As tax increases take effect, shoppers dig deeper

Published 12:00 am Tuesday, December 1, 2009

By Meghan Cooke
mcooke@salisburypost.com
Customers at Tobacco Discount on South Main Street had to pull out some extra cash to pay for their purchases Tuesday.
Tuesday marked day one of the state’s new tax increases.
Excise taxes rose about 5 cents per six-back of beer and about 4 cents per bottle of wine. The excise tax on liquor increased 5 percent.
The cigarette tax is now 45 cents per pack, an increase of 10 cents.
In April, the federal cigarette tax increased from 39 cents to $1.01.
Joel Peanut, of Salisbury, visits Tobacco Discount every week to buy two packs of Black & Milds.
But starting this week, the cost of his weekly purchase will increase.
“If it gets much higher than that, I’ll quit smoking, I believe,” he said as he walked out the door.
The so-called “sin taxes” aren’t the only ones to see increases. Starting Tuesday, the state sales tax increased by one penny, bringing the sales tax rate to 7.75 percent in Rowan and 90 other counties.
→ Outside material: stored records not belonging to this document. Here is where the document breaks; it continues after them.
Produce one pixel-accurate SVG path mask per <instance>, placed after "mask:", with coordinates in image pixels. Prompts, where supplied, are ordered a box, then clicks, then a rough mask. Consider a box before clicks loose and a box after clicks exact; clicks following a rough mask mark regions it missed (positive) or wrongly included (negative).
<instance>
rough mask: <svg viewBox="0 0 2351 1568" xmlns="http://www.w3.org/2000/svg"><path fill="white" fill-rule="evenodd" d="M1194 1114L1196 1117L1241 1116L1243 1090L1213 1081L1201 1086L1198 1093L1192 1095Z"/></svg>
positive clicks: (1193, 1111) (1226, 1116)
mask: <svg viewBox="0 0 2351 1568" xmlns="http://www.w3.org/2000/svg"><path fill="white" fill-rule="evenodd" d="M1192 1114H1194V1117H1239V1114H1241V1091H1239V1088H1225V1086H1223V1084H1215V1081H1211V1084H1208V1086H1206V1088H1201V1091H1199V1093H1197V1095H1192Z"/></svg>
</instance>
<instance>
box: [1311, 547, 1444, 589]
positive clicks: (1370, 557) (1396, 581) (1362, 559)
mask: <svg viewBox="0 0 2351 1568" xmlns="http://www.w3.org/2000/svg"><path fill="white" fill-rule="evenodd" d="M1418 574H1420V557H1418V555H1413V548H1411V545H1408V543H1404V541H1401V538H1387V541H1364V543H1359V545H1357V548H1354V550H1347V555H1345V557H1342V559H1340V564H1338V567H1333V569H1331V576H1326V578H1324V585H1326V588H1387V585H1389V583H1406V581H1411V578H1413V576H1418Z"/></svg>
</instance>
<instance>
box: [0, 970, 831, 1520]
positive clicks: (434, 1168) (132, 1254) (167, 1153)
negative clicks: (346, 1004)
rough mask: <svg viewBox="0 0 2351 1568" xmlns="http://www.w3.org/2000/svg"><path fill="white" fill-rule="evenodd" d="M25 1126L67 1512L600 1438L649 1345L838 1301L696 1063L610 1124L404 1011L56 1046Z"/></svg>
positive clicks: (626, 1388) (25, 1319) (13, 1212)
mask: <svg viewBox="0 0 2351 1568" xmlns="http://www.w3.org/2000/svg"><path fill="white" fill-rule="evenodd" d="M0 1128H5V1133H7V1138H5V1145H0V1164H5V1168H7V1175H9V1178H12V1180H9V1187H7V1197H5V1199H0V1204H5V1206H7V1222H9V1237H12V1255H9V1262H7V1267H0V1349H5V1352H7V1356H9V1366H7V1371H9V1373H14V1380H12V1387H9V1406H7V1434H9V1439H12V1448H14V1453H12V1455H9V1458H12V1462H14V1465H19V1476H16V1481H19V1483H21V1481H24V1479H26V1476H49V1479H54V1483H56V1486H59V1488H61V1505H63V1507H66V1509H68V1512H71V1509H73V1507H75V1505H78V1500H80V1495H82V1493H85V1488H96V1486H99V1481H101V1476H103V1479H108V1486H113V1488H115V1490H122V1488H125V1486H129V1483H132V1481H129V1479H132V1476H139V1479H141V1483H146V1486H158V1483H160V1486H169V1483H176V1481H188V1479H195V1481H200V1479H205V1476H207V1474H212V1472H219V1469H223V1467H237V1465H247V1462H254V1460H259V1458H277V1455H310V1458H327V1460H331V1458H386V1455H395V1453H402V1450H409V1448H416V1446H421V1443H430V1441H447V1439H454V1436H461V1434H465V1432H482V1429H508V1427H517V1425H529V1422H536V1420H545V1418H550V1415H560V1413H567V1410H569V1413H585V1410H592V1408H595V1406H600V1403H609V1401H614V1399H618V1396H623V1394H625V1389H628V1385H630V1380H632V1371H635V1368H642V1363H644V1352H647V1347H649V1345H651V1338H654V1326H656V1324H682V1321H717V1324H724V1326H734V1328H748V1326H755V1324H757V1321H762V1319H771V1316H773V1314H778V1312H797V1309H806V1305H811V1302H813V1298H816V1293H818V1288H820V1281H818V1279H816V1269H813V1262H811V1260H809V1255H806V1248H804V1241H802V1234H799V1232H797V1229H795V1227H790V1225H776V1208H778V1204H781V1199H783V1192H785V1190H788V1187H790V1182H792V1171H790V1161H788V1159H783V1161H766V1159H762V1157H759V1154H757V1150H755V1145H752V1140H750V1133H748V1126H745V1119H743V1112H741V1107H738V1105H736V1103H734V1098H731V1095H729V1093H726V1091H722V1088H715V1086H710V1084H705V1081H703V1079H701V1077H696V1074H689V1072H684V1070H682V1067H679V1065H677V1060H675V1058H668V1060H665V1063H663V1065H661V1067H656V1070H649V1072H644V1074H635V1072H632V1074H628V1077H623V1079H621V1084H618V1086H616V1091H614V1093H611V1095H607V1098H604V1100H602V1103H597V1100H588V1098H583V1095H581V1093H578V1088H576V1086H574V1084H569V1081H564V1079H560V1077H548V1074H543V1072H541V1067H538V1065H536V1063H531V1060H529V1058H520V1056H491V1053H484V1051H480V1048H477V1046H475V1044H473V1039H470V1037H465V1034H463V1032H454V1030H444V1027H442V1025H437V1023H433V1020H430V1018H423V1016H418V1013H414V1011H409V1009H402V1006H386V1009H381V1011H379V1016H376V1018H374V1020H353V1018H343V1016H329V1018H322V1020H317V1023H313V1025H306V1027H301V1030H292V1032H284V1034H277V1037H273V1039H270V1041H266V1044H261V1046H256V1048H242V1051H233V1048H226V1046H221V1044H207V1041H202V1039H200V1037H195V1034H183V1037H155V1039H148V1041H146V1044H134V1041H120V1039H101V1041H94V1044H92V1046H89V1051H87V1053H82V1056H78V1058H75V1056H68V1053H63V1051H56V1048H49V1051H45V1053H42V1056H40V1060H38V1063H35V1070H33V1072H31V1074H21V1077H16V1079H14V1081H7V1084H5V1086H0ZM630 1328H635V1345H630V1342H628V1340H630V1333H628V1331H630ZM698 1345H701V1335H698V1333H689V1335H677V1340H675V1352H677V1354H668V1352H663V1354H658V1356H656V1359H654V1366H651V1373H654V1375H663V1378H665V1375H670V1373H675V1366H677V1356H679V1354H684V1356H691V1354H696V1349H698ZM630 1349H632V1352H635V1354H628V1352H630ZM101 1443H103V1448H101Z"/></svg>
At 8.25 percent, Mecklenburg County has the highest rate in the state.
The increases, which are supposed to be temporary, are set to expire in July 2011.
Naticha Murray, of Salisbury, said the tax increases don’t make any sense.
“The economy is already down,” she said. “This is hurting a lot of us.”
The increases follow a tumultuous General Assembly session in which legislators struggled to assemble a budget to deal with the troubled economy.
N.C. Rep. Lorene Coates, a democrat who represents the 77th House District, voted in favor of the tax increase.
“If we hadn’t voted for that, it would have cut education a lot,” Coates said.
She said she felt that legislators made many cuts to prevent even higher tax increases.
“I know things are difficult,” she said. “It was not easy.”
On Monday, customers were lined up out the door of Tobacco Discount to buy tobacco products before the increase went into effect.
Between recent legislation to ban smoking on state property and federal and state tax increases, this has been a hard year for smokers in North Carolina, said Shane Allman, an employee of Tobacco Discount.
“They keep kicking and kicking and kicking,” he said.
Lou Ann Allman, manager of the store, said the increases burden an already declining business.
“There would be no North Carolina without tobacco,” she said.
At the ABC store on West Innes Street, employees have been working since Friday to change the price stickers for each bottle of liquor.
“What happened to $2.14?” asked one customer after the cashier calculated his purchase.
The man, who asked not to be identified, was about a dime short.
“A lot of people are going to be surprised when they walk in here,” he said.